Paul Pogbagetty

Coupe du Monde - Paul Pogba : entre 2014 et 2018, un patron est né

"Recevoir ce trophée du meilleur jeune joueur est une grande fierté. Je pense à toutes ces années de travail et je me sens récompensé. Jouer la Coupe du monde était déjà un rêve, gagner ce trophée en est un autre. Mon prochain rêve serait d’être le meilleur joueur de la Coupe du Monde", voici des mots qui pourraient être ceux de Kylian Mbappé, récompensé du titre de meilleur jeune joueur du Mondial 2018 dimanche soir, fort de ses 4 buts inscrits dans la compétition.

Pourtant, ce sont ceux d'un certain Paul Pogba, qui avait reçu le même trophée au Brésil 4 ans auparavant, à l'époque durant laquelle il n'avait même pas osé faire part d'un rêve encore supérieur : celui de remporter la compétition. Quatre ans plus tard, Paul Pogba est toujours un jeune joueur, lui qui a fêté ses 25 ans le 15 mars dernier.

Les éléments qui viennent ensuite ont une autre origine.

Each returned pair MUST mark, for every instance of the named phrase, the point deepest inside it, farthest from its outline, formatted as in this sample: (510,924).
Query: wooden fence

Mais un jeune joueur Champion du Monde, auréolé d'un but inscrit du pied gauche en finale. Pire, il aurait aisément pu prétendre au titre de meilleur joueur de la compétition, au même titre que certains de ses coéquipiers d'ailleurs, si Luka Modric n'avait pas placé la barre trop haute. 

Adil Rami : "Je ne sais pas comment mais Paul Pogba est devenu un leader"

"Je suis prêt à tout donner pour l'Equipe de France. Etre un leader, pourquoi pas. Après, je ne pense pas que tu puisses le dire, ça vient automatiquement, naturellement. On veut la gagner, donc si je dois booster tout le monde, je vais le faire", déclarait Paul Pogba en conférence de presse avant d'affronter le Danemark, ignorant encore ce qui l'attendait près de trois semaines plus tard.

Mais, finalement, être un leader, qu'est-ce que c'est ? Sur le terrain, avoir été le joueur français ayant tenté (104) et réussi (78) le plus de passes dans les 30 derniers mètres en Russie y ressemble, par exemple. De même qu'avoir été le milieu de terrain ayant remporté le plus de duels dans cette Coupe du Monde 2018 (58). En dehors, son omniprésence dans les vestiaires avant les différentes rencontres - révélée au grand jour par les images du documentaire de TF1 "Les Bleus 2018 : au cœur de l'épopée russe", diffusé mardi soir - marquée par des discours taille patron, ne laisse que très peu de place au doute.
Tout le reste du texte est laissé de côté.